The Most Popular Class at Yale Is From Harvard
Can a computer science course that teaches students how to think help Yale beat Harvard in tomorrow’s game?
As two of the oldest Ivy League schools in the country, both Yale and Harvard possess some serious academic cred—and some seriously bitter rivalries. This weekend, the two schools will face off in a football game that dates back to 1875 and is so famous, it’s merely referred to as “The Game.” Still, the universities do have some unexpected commonalities, including their most popular class. As the Boston Globe’s Steve Annear writes, the most popular course at Yale is now CS50, an intro to computer science course taught by a Harvard University professor.
David Malan, a Harvard computer scientist, has drummed up quite the following—both within and outside of his employer's halls. His course has been ranked as one of Harvard’s hardest, writes Michael Farrell for the Boston Globe, but it’s also one of the university’s most popular, garnering immense enrollment and cult status on campus.
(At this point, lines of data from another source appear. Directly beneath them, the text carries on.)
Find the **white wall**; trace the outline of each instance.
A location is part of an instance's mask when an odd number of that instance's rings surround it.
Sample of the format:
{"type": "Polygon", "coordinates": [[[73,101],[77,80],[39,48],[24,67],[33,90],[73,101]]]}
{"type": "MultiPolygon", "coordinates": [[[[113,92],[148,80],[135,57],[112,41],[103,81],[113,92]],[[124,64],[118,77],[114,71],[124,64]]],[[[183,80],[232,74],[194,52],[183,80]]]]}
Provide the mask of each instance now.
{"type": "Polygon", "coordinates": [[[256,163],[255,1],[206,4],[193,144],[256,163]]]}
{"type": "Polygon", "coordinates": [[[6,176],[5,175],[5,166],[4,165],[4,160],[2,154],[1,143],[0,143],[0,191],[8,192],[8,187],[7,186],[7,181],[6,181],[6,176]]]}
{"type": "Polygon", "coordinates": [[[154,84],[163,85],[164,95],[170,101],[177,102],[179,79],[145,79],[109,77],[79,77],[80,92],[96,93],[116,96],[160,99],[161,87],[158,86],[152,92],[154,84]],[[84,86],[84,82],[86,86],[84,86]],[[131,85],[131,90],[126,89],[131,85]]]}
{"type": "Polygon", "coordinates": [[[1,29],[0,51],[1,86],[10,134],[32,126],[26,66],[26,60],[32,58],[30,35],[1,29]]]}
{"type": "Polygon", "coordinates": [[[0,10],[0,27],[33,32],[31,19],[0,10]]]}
Malan took the course on the road in this fall, including a pilot program he created for teaching it at Yale. Annear writes that it’s the first time that Yale and Harvard students are classmates—they watch live-streamed or archived lectures and work with a Yale-based team for sections and office hours. At Yale, the course is called CPSC100, but Malan tells Annear that the experience is “nearly identical on both campuses.”
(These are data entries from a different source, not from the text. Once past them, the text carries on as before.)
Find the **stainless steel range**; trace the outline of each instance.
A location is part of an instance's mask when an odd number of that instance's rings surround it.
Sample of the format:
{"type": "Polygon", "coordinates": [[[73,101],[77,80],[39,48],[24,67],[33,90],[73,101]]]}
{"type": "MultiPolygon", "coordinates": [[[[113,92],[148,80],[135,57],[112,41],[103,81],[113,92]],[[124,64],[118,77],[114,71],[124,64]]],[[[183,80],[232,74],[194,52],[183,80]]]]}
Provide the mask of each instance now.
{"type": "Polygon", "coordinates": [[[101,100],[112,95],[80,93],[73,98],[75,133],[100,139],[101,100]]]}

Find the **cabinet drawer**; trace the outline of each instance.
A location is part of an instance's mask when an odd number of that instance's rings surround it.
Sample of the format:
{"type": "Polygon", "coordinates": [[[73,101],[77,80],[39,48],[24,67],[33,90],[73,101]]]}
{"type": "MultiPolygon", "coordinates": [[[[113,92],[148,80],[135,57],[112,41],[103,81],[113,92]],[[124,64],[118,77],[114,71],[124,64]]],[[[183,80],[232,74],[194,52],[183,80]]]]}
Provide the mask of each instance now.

So what’s so special about the class? CS50/CPSC 100’s website explains that the class, which is designed for computer science majors and non-majors alike, “teaches you how to think more methodically and how to solve problems more efficiently. As such, its lessons are applicable well beyond the boundaries of computer science itself.” More practically, some students may be drawn to the class given the fact that software developers are now some of the most sought after and well paid employees in the nation.
But Yale might want to draw on some of the class' more lofty lessons during The Game this weekend—as Paul Doyle reports for The Hartford Courant, a Yale win could mean that Harvard loses its chance at the Ivy League title. In both sports and academics, turnabout is fair play.